Does enterprise standard contain intellectual property that can be legally protected?

Enterprise standard are voluntary standard that food companies decide to apply to the production of their product. 

They shall comply with national food safety standard and can have stricter provisions/requirements than these.

Enterprise standard are filed by companies with province or city level bureaus of the National Health Commission, and after a 20-day public notice for comments, their filing is completed and they remain open for public consultation.

As the information contained in these standards becomes public knowledge, companies shall avoid including in these standards sensitive information that they wish to protect – or at least they should secure that such information shall open to public disclosure. 

Another aspect may be copyright protection.

Copyright protects works which also include written works, but which exclude “laws and regulations, resolutions, decisions and orders of State organs, other documents of a legislative, administrative or judicial nature and their official translations”. 

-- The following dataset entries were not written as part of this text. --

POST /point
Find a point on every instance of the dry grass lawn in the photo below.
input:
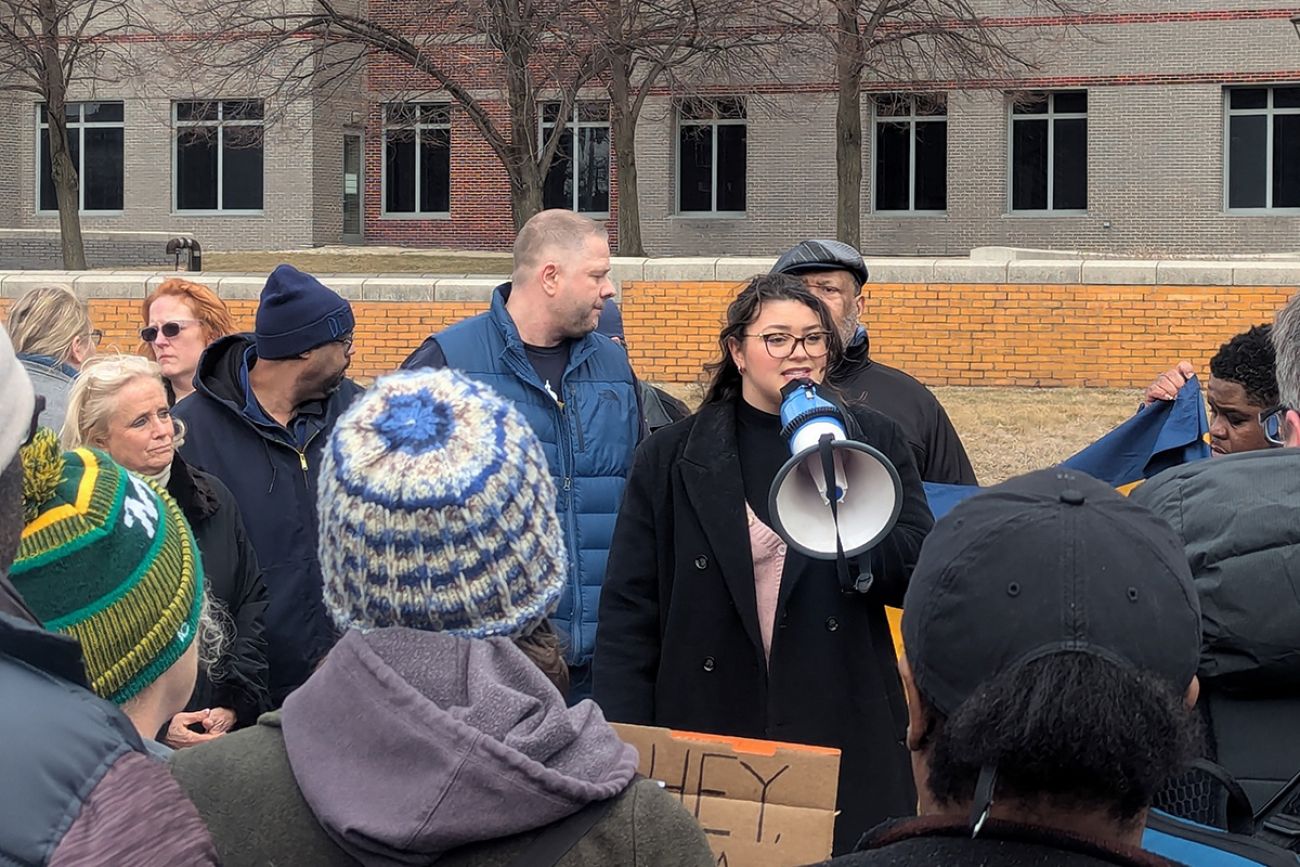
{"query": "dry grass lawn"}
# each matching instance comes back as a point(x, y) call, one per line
point(334, 261)
point(1009, 432)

So, are standards included?

In 1999 the PRC Copyright Bureau issued a Reply To The Supreme People's Court On Standard Copyright Disputes (权司 [1999] No.50), stating that:

  • mandatory standards are technical norms of a legal nature;

  • recommended standards on the contrary are not technical norms of a legal nature and shall therefore fall within the scope of copyright law protection.

 

Moreover, Administrative measures on standard publication (技监局政发[1997]No.118) request that any entity or individual that intends to reproduce any part of standard in any form for the purpose of business shall obtain the prior written consent of the entity who has the exclusive right of publication.

Even if these two regulations do not refer explicitly to enterprise standards, their rationale is clearly applicable also to enterprise standards: in practice, if they have some degree of originality, they are also covered by copyright.

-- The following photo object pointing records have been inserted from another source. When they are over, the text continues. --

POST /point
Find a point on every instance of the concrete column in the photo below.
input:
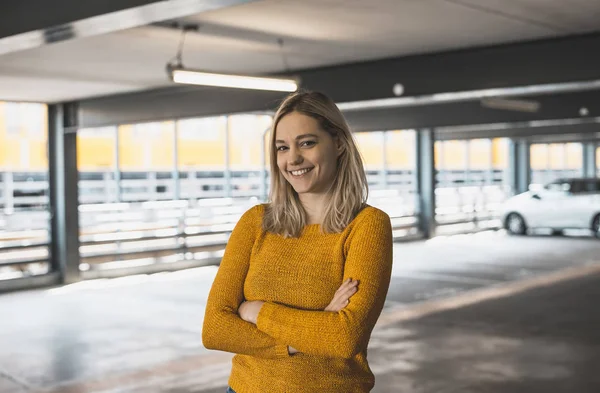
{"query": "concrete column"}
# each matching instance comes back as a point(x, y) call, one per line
point(63, 175)
point(590, 166)
point(425, 180)
point(519, 165)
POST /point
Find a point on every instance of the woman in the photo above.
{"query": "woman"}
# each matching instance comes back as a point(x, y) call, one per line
point(281, 298)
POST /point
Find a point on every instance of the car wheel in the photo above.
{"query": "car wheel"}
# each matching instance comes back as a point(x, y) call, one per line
point(515, 224)
point(596, 226)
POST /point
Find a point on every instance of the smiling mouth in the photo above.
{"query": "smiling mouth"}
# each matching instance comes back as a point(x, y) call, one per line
point(300, 172)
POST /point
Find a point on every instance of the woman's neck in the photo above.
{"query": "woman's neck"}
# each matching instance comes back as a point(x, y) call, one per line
point(314, 205)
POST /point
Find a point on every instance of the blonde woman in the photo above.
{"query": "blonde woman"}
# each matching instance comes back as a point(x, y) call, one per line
point(304, 278)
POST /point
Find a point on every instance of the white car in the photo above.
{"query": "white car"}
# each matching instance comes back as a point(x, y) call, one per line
point(562, 204)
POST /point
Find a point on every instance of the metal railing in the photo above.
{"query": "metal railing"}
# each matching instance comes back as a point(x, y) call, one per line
point(127, 237)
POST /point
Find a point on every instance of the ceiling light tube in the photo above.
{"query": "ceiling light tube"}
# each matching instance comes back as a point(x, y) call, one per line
point(194, 77)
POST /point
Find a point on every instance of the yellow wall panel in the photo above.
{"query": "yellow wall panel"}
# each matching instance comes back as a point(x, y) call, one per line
point(453, 155)
point(574, 156)
point(146, 147)
point(480, 154)
point(25, 149)
point(96, 153)
point(500, 153)
point(201, 143)
point(539, 156)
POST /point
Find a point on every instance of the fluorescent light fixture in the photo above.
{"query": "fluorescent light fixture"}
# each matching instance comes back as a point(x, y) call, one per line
point(510, 104)
point(194, 77)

Applicability of copyright to enterprise standards seem also confirmed by courts.

In the 2018 judgment issued by the court of High Court of Shandong Province, the court stated that while the structure of enterprise standard is strictly and has no originality, however other written content, as long as it can show some kind of creativeness, can be deemed as intellectual work of the author thus protectable by copyright law.

 

The case involved Company A – who had filed registration of its own enterprise standard in 2015 – and Company B – who had filed for registration of its own enterprise standard in 2016. 

Both standards referred to the same product – i.e. cast-in-place lightweight foamed concrete partition wall (construction standard industry; however the legal rationale applies to all enterprise standards in any industry). 

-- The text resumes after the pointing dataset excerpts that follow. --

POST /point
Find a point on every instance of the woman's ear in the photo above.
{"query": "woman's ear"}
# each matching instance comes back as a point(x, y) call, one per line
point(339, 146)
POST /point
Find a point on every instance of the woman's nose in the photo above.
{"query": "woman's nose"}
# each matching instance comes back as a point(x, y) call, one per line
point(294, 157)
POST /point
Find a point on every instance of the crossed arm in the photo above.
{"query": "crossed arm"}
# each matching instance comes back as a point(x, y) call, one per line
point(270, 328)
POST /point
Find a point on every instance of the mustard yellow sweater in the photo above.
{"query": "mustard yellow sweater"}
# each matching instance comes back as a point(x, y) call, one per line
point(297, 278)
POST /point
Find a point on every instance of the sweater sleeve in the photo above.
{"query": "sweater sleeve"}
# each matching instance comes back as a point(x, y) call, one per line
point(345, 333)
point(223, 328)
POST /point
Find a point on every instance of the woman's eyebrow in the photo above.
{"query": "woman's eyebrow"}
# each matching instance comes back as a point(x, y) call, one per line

Company A complained that Company B's standard was too similar to Company A's – in terms of content as well as lay out and graphic, and thus infringed Company A's copyright, with specific reference to the right of authorship, of reproduction, of transmission on information network and on other media platform.

Company A thus filed a litigation with the People's Court requesting that Company B 

  1. stop the infringement; 

  2. compensate damages at 100,000 RMB.

The Court evaluated the two standards and highlighted general similarities (such as: consistency in frame and terminology, including name, preface, scope, normative reference document, terminology and definition, classification and marking, raw material requirements, technical requirements, test methods and basic inspection rules).

Similarities also included specific drawings:

 

Company A



 

Company B

A few differences were also found such as  

  1. one different reference standard,

  2. one different diagram,

  3. unit measures inserted next by some identical figures in only one of the standards,

  4. in a technical there was one different item,

  5. in two tables there were two different values (one in each, out of several).

However, in the end the court upheld Company A's claim. Company B then changed the structure of its own standard, by modifying some reference documents, by inserting some formulas, by adding new tables and definitions. 

In the end, as more and more companies localize production in China for local market, more and more enterprise standards will be filed.